[Openmcl-devel] RUN-PROGRAM and memory overcommit

Stelian Ionescu sionescu at cddr.org
Fri Feb 7 05:53:31 PST 2014


On Thu, 2014-02-06 at 19:16 -0500, R. Matthew Emerson wrote:
> On Feb 6, 2014, at 6:36 PM, Ron Garret <ron at flownet.com> wrote:
> 
> > The other day I got an out-of-memory error on a Linux machine when
> calling RUN-PROGRAM from a CCL process that was consuming about 75% of
> the available RAM.  The machine does not have a swap partition,
> and /proc/sys/vm/overcommit_memory was set to 0.

One quick fix here is to enable memory overcommit, if you don't have
that already, or increase the overcommit ratio. What are the values of
your /proc/sys/vm/overcommit_memory and /proc/sys/vm/overcommit_ratio ?


> > According to:
> > 
> > http://stackoverflow.com/questions/12924048/fork-memory-allocation-behavior
> > 
> > this error could be avoided by spawning the child process with vfork instead of fork.
> > 
> > Before submitting a ticket I thought I would ask: is there a reason
> that run-program uses fork instead of vfork?
> 
> Speaking generally, vfork() and threads don't get along.  For that
> matter, fork() and threads don't get along that well either. But in
> the vfork() case they really don't get along.

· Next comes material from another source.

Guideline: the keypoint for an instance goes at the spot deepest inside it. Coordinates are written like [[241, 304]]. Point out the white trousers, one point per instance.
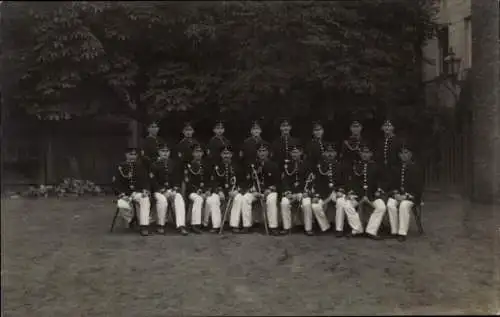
[[399, 218], [126, 210], [196, 210], [212, 211], [349, 206], [309, 209], [238, 212], [271, 207], [376, 217], [162, 203]]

The reason why fork and threads don't play is because upon fork, only
the current thread is cloned and if you invoke libc functions that try
to acquire locks that were held by some other thread you'll deadlock
because, the other thread being gone, the lock won't get released ever.

That said, vfork() is explicitly limited(and optimized) so that you are
only allowed to execute the following two syscalls afterwards: _exit(2)
and execve(2) - not even the libc exit(3) - so it should be pretty safe
with threads.


> http://www.oracle.com/technetwork/server-storage/solaris10/subprocess-136439.html

In Solaris they work around the aforementioned issue by calling the two
syscalls above directly avoiding the libc wrappers but that's shouldn't
be a problem on Linux.


> I've wondered whether using posix_spawn() would be a better
> alternative, but there are apparently ways to lose there as well.

I've implemented a better version of posix_spawn(3) in libfixposix and
if you use the latest IOlib you'll have it.


> http://trac.clozure.com/ccl/ticket/687
> 
> In the really-far-out department, I've also thought that it might be
> possible to have a small run-program-helper process that the lisp
> kernel would start up before mapping the heap image.  There would be a
> lot of details to work out, but the idea is that the lisp could talk
> to the run-program-helper via some form of IPC and have it do the
> fork/exec dance on its behalf.  Since the helper would be tiny, having
> fork() duplicate its address space would be no big deal.

I started such a project a few years ago
(https://github.com/sionescu/local-execution-daemon), but it's really
complicated and I'm not sure it's worth the trouble.


-- 
Stelian Ionescu a.k.a. fe[nl]ix
Quidquid latine dictum sit, altum videtur.